With rate cuts ruled out and policy settings expected to remain unchanged for several meetings, the central bank’s attention is likely to shift towards ensuring effective transmission of earlier easing. Since December 2025, the RBI has injected durable liquidity of around ₹3.5 trillion through open market operations and foreign exchange swaps amounting to $25 billion, significantly improving core liquidity conditions. Core liquidity, excluding 90-day variable rate repos, is estimated at about ₹4.5 trillion, a level seen as sufficient to maintain a system surplus through the end of March after accounting for currency leakage and cash reserve ratio drains.
The outlook for durable liquidity has also improved as the RBI’s forward book has shifted towards longer-tenor contracts, limiting near-term maturity pressures. Improved sentiment around the India-US trade framework is expected to stabilise the dollar rupee and encourage two-way flows, reducing hedging demand, the note said.
Against this backdrop, the ICICI Securities Primary Dealership does not expect further durable liquidity OMOs in the current quarter, although secondary market purchases could be deployed if bond market conditions deteriorate.
The RBI is likely to rely on variable rate repos to manage frictional liquidity, particularly around quarter-end. The introduction of prepayment flexibility in 90-day VRRs has ensured strong participation, allowing banks to borrow without concerns over unexpected liquidity inflows.
VRR with VRRR
Additional March-end crossing VRRs may be required if government cash balances surprise on the upside, driven by stronger-than-budgeted small savings collections. At the same time, intermittent variable rate reverse repos may be necessary to anchor overnight rates closer to the policy rate and prevent perceptions of stealth easing if rates persist below the standing deposit facility, the research note said.
Looking ahead to 2026-27, the RBI may need to inject about ₹3.5 trillion of durable liquidity, largely through OMOs, with the requirement rising to around ₹4.5 trillion once maturing holdings are factored in.

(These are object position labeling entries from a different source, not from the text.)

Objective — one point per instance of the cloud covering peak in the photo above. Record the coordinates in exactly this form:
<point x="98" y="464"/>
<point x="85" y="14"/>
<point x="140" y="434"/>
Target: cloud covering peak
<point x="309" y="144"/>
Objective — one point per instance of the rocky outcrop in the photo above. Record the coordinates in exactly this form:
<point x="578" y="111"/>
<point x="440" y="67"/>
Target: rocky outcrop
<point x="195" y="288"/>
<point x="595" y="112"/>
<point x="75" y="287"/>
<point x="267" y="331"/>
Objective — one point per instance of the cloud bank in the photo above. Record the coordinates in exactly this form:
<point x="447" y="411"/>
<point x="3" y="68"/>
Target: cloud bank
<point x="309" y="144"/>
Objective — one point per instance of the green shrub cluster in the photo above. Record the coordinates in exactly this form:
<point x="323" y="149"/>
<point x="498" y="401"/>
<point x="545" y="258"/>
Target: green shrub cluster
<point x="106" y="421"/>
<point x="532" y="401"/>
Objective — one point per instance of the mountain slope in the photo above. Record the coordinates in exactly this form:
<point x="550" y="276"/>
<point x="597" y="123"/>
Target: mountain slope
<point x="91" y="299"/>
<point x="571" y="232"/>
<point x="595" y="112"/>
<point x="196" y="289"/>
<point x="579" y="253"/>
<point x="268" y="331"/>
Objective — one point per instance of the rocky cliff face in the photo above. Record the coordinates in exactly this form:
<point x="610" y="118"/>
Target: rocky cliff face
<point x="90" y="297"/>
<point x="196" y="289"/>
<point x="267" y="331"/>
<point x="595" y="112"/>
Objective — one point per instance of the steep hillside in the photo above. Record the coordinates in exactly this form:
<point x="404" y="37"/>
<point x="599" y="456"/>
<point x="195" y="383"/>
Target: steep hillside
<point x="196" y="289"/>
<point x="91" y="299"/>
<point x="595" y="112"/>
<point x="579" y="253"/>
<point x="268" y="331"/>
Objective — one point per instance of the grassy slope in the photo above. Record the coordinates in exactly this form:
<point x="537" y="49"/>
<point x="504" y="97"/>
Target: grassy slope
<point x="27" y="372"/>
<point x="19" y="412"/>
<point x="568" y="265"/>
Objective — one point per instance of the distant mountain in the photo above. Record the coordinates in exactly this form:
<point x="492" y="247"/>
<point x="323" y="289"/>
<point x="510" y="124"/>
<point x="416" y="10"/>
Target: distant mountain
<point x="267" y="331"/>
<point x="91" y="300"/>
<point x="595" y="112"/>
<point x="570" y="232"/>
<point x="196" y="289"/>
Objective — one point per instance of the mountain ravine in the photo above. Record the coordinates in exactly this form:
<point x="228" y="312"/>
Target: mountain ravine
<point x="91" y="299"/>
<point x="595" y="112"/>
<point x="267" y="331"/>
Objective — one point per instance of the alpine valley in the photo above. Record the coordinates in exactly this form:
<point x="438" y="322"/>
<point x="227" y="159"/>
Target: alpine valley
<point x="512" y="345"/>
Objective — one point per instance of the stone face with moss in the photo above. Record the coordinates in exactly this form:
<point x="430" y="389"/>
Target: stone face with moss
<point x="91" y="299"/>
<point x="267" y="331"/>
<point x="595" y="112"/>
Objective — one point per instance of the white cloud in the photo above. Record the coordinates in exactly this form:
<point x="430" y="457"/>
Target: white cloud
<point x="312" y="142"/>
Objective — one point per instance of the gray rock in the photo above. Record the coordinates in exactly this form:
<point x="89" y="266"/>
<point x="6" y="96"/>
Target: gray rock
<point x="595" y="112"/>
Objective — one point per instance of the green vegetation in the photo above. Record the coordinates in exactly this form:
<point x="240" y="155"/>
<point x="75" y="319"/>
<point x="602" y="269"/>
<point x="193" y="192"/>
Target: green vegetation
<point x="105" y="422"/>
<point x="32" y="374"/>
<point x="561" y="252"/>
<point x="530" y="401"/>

While OMOs are typically back-loaded, the governor’s emphasis on pre-emptive liquidity management leaves open the possibility of early operations, including in April, when currency leakage linked to the harvest season tends to rise.
The report expects the benchmark 10-year government bond yield to trade in a 6.7%–7% range in the near term, as the curve remains steep amid heavy issuance expectations and limited offset from government cash deployment.